The average starting wage for substitutes during the 2022-23 school year was $18.40 per hour, according to NCTQ. In January 2022, the average district in NCTQ’s sample paid substitute teachers a starting rate of $15.50 per hour — 19% higher year over year.
With Substantial Classrooms, von Moos also noticed many districts upping substitute pay as their primary recruiting strategy, often using Elementary and Secondary School Emergency Relief funds to do so. However, that well is running dry, as schools have less than a year left to obligate the spending of ESSER dollars.
“Which leaves a question mark for what happens" next, von Moos said. “ESSER has not fully run out, so we don’t really know. Most districts seem to be finding a way to maintain that level of pay so far.”
A teacher shortage impact?
Meanwhile, states are continuing to focus on creating more accessible pathways for becoming a full-time teacher to mitigate the problem of educator shortages. Some principals say this strategy could also be exacerbating the substitute teacher shortage, as it can be easier to pursue a full-time teaching role now.

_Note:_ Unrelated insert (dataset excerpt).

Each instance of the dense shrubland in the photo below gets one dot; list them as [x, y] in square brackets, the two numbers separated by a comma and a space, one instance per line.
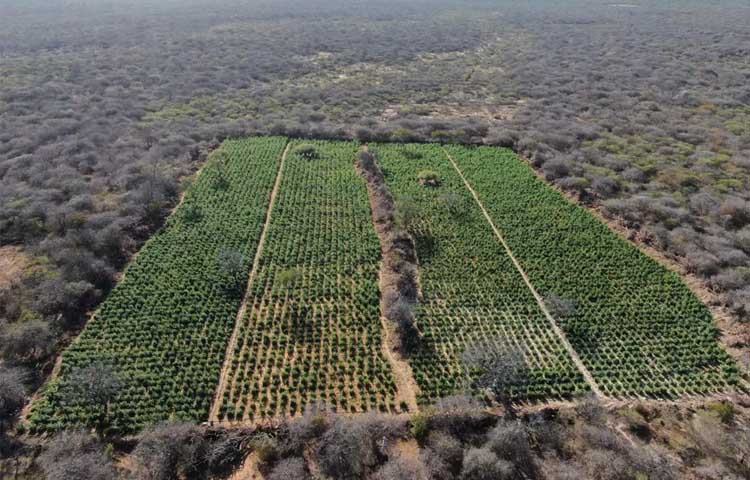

Kimberly Winterbottom, principal of Maryland’s Marley Middle School, said she has offered more positions to substitute teachers this year than ever before. For instance, Winterbottom said, she offered the same job for a permanent substitute position to seven different people. Some declined because they could get a full-time teaching job elsewhere, she said.
This struggle to hire strong substitutes comes as Maryland has loosened education requirements to become a full-time teacher through alternative certification programs, Winterbottom said.
“All these people that were in substitute positions now are being offered teaching positions, so it’s kind of like a big backfill,” Winterbottom said. “It’s been very difficult to hire prime substitutes, because they are all getting teaching positions.”
Some 38% of substitute teachers polled by Substantial Classrooms recently indicated they wanted to pursue a teacher certification, according to its website. There’s a missed opportunity for some schools to offer training and a career pathway to substitutes, which could serve as a retention strategy, she said.
“The way to build our sub pools is to make substitute teaching a more desirable job, and one way to do that is to connect it to career opportunities,” von Moos said. “If people have a career aspiration, the best way to keep them working in schools is to give them a pathway to a career that is sustainable and has more of the attributes that a high-quality job would have.”
When Belin discovers that a substitute has chosen to pursue a full-time teaching role, he views it as a success story. Because substitute teaching can be a gateway into an education career, he said, it’s important to give subs the tools and resources to help them envision a full-time role.
A ‘sector-wide blind spot’
There has been no national data gauging the supply of substitute teachers since 2018, according to von Moos. At the state and federal levels, there are very few resources dedicated to getting that data, she said, calling it a “sector-wide blind spot.”
In 2018, the U.S. Bureau of Labor Statistics reported that 527,780 substitute teachers worked in elementary and secondary schools in May 2017.
For school districts, human resources departments are responsible for staffing substitutes, but finding and keeping substitutes is often considered separate from a district’s staffing strategy, von Moos said.
To help districts navigate substitute staffing, she suggests that they partner with federal and state leaders to find resources for training substitutes. Additionally, she said, substitutes need to be considered part of the overall strategy to build out the K-12 workforce.
The bottom line, Belin said, is that substitutes are invaluable.
“If we don’t place a higher value in regard for our subs, we ultimately put ourselves in tougher situations, because our subs then won’t want to come work in our buildings,” Belin said. “If the culture doesn’t exist where we’re responsive to their needs in the classroom and support them just as much as we would support a certified teacher, then why should they come?”